With automated invoicing, you can quickly generate and send invoices, set up customised payment terms, and automate calculations for due dates, early payment discounts, and late fees. This reduces the chance of manual errors, simplifies workflows, and helps ensure timely, accurate payments. 

Automated software also lets you track invoices in real time from any device, giving you complete visibility into payment statuses wherever you are. Need to remind customers about an approaching due date? You can schedule automatic reminders to help reduce late payments. 

Ready to simplify your invoicing process with powerful automation and in-built integrations? Explore our online invoicing software to see how it can help you manage payment terms more effectively. 

Invoice payment terms FAQs 

What are payment terms? 

In B2B transactions, payment terms outline the agreed-upon conditions for how and when customers must make an invoice payment for goods or services. They typically include the payment due date, accepted payment methods, and details like early payment discounts or late fees for overdue balances.  

Clear payment terms help set expectations, reduce misunderstandings, and support timely payments—creating a smoother transaction process and keeping cash flow steady. 

What are the standard payment terms on an invoice? 

Standard payment terms are the typical timeframes businesses set for clients to pay invoices, though they can vary depending on industry, location, and company policy.  
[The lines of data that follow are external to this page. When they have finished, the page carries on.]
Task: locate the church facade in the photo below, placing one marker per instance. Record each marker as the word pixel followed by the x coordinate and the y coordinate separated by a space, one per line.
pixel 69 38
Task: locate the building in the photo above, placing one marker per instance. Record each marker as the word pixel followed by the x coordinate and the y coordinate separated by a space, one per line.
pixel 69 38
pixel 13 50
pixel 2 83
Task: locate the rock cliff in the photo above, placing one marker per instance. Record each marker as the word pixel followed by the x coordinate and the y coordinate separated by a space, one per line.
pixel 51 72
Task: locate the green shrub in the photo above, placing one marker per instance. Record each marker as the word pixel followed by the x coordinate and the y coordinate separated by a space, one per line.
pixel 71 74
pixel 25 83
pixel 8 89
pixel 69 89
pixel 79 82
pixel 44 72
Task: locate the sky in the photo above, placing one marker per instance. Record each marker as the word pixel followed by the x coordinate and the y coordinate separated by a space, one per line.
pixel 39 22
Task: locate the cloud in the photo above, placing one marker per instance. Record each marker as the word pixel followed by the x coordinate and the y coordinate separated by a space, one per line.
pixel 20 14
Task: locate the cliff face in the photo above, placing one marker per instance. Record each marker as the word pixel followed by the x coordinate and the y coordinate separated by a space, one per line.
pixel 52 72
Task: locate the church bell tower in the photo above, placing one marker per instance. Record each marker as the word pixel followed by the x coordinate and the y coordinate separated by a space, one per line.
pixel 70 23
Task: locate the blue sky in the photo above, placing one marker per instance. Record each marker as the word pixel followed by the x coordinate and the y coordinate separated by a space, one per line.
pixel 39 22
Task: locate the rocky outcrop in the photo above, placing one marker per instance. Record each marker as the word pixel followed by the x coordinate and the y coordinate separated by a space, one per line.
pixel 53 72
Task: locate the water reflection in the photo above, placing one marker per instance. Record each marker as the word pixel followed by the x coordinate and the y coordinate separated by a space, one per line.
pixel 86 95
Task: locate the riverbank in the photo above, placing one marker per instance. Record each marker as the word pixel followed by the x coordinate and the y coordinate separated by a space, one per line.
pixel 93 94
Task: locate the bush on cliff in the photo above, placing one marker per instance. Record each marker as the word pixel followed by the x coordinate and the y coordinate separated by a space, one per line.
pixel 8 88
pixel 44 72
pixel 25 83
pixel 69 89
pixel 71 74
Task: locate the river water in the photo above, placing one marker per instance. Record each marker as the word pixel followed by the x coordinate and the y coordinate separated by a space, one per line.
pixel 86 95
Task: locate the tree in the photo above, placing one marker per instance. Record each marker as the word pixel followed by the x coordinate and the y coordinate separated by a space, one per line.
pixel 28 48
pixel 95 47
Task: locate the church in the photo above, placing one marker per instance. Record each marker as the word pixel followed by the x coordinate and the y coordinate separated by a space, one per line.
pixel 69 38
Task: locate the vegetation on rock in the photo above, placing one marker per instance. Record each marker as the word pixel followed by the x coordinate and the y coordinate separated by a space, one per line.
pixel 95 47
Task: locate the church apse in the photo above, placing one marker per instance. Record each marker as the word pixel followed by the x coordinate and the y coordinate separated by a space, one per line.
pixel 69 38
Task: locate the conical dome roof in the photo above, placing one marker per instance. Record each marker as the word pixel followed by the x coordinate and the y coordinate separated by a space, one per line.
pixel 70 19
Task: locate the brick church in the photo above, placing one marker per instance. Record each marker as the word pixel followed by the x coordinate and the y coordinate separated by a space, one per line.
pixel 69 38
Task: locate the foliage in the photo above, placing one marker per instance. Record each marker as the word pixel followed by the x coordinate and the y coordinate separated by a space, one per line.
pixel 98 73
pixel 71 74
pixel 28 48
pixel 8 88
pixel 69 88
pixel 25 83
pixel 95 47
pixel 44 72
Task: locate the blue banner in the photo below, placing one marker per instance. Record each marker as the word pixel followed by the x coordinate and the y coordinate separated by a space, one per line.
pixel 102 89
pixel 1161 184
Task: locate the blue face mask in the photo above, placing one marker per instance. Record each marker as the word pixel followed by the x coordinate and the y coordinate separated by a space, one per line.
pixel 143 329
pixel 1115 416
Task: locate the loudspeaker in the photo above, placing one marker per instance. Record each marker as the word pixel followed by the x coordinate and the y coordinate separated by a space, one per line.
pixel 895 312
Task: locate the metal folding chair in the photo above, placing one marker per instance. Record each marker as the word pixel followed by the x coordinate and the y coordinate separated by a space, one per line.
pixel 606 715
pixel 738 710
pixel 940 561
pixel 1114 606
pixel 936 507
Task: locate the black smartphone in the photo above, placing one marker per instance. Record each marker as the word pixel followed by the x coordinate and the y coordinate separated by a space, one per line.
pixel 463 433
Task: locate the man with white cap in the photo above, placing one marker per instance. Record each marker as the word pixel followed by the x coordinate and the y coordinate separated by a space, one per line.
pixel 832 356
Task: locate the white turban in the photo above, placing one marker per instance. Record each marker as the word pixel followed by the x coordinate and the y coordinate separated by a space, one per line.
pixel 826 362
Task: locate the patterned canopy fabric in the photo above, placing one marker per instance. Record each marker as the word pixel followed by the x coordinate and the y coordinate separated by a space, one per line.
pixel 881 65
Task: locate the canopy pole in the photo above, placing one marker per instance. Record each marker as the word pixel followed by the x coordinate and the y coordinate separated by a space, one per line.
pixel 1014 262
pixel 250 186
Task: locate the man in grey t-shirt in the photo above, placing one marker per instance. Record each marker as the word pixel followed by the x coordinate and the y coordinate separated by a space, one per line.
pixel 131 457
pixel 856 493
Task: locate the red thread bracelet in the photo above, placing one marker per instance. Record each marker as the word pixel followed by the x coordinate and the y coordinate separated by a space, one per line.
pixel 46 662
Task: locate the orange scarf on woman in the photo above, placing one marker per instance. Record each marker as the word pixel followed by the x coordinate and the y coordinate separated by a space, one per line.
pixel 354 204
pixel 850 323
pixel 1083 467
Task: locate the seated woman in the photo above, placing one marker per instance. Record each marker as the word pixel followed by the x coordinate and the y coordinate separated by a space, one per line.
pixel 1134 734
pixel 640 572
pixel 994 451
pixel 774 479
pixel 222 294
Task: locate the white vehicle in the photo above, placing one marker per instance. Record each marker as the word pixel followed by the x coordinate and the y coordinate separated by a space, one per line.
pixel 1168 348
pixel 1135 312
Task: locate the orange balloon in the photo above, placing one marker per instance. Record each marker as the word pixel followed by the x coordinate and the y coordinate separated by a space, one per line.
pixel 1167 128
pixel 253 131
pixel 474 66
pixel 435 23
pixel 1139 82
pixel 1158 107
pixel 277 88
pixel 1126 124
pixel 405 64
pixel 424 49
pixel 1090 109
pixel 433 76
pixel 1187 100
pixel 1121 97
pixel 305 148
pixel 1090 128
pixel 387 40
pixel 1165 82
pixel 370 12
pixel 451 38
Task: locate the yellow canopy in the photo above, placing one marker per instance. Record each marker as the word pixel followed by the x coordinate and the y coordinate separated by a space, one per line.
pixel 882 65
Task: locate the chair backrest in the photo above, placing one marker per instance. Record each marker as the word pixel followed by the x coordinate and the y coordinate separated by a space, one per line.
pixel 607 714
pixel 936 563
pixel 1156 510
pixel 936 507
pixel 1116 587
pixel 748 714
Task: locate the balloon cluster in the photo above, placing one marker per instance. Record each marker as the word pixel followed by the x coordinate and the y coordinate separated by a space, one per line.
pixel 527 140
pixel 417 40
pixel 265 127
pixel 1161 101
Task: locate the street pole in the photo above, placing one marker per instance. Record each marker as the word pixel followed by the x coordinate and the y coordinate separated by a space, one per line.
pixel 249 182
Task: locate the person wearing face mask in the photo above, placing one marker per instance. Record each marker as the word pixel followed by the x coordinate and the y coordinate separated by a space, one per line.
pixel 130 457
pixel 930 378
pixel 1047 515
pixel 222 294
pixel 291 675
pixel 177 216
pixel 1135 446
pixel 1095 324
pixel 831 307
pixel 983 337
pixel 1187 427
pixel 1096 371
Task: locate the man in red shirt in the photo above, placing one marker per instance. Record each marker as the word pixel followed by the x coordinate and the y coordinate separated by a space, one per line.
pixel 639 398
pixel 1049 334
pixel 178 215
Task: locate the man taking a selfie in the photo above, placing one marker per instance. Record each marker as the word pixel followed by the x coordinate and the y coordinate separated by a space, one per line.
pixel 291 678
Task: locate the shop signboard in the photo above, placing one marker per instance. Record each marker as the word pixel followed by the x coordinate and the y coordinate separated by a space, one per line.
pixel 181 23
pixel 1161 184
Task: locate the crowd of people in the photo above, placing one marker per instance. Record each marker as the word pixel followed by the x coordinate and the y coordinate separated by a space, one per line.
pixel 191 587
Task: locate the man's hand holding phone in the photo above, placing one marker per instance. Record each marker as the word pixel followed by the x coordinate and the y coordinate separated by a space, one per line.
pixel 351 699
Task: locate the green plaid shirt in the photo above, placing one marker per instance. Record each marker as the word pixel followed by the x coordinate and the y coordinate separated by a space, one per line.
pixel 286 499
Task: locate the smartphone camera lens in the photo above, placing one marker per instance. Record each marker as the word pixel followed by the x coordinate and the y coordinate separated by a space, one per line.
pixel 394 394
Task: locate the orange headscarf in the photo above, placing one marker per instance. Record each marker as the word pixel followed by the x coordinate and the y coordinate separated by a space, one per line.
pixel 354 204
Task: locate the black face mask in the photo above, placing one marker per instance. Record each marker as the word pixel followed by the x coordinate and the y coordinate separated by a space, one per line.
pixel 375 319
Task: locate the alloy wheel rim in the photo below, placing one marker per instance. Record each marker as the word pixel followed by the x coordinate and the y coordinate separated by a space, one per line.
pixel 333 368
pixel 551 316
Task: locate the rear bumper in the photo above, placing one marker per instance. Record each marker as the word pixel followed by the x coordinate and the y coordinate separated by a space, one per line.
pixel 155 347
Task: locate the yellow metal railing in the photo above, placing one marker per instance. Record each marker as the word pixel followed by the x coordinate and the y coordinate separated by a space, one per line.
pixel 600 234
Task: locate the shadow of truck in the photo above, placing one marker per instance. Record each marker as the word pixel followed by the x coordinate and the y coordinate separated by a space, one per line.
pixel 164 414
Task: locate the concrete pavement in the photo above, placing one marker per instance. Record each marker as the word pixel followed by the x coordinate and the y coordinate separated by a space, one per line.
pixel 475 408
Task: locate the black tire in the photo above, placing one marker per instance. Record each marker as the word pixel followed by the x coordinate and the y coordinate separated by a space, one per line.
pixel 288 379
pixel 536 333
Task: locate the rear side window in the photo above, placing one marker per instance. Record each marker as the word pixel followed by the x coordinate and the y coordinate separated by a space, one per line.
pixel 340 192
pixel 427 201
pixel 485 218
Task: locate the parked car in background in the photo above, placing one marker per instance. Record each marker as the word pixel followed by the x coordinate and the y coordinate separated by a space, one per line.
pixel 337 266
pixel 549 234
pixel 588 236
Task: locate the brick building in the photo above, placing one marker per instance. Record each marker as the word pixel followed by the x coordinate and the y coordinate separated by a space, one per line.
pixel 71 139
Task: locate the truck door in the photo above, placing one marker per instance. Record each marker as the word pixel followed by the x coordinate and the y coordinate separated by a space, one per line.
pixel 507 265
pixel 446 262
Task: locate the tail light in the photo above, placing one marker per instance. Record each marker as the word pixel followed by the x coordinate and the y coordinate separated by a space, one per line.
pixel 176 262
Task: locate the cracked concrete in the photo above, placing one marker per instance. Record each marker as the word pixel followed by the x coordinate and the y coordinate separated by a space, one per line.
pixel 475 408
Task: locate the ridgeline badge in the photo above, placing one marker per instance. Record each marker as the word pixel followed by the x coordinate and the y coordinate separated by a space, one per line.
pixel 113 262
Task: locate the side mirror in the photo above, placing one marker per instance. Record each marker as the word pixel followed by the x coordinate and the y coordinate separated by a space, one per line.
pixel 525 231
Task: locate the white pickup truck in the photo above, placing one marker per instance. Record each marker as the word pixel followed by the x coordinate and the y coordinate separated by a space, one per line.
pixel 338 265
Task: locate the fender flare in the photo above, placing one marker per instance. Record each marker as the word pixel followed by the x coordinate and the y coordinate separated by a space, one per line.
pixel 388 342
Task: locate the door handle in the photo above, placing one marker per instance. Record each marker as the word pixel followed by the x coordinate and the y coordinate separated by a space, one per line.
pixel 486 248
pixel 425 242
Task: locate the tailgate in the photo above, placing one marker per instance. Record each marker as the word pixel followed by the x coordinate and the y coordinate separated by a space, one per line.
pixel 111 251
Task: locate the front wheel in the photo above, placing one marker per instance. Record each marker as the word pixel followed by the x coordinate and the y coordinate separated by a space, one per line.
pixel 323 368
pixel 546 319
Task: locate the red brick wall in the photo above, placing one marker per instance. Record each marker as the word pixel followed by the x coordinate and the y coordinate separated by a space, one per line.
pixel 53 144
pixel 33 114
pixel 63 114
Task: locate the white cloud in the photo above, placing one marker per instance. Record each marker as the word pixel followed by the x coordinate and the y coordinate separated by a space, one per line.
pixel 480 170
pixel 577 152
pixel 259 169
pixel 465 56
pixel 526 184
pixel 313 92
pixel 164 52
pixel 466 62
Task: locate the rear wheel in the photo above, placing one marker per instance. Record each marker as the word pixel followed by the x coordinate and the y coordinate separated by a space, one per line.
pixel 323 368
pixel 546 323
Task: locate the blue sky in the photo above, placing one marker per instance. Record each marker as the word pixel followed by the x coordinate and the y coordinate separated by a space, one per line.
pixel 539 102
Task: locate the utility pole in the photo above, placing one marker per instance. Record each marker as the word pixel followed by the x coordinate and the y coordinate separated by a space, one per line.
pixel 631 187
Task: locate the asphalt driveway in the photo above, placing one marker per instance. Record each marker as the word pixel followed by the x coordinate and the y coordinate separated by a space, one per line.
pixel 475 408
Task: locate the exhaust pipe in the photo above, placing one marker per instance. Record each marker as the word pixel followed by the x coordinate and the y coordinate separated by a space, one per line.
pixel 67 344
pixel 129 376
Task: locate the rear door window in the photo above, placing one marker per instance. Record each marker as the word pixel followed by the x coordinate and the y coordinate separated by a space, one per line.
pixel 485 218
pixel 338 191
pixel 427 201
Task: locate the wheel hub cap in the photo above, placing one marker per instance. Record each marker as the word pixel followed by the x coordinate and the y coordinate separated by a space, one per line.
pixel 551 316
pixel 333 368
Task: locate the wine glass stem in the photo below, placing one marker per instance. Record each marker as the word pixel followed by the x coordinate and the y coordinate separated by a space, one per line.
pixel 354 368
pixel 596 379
In the UK, a 30-day payment term from the invoice date is common, giving clients a month to settle the bill. However, certain industries may expect shorter or longer terms—for example, construction often uses 60- or 90-day terms. 

Can I offer different payment terms for different clients? 

Yes, you can tailor payment terms to meet the needs of individual clients. For trusted, long-term clients, you might offer extended payment periods, while new or late-paying clients may require shorter terms or an upfront deposit.  

Customising payment terms helps you manage cash flow effectively while building strong client relationships—make sure to communicate any specific terms in writing to avoid misunderstandings clearly. 

Can I change the payment terms after sending an invoice? 

Changing payment terms after an invoice is sent can lead to confusion, so it’s best to finalise terms beforehand. If a change is necessary, communicate with your client promptly, explain the reason, and confirm the new terms in writing.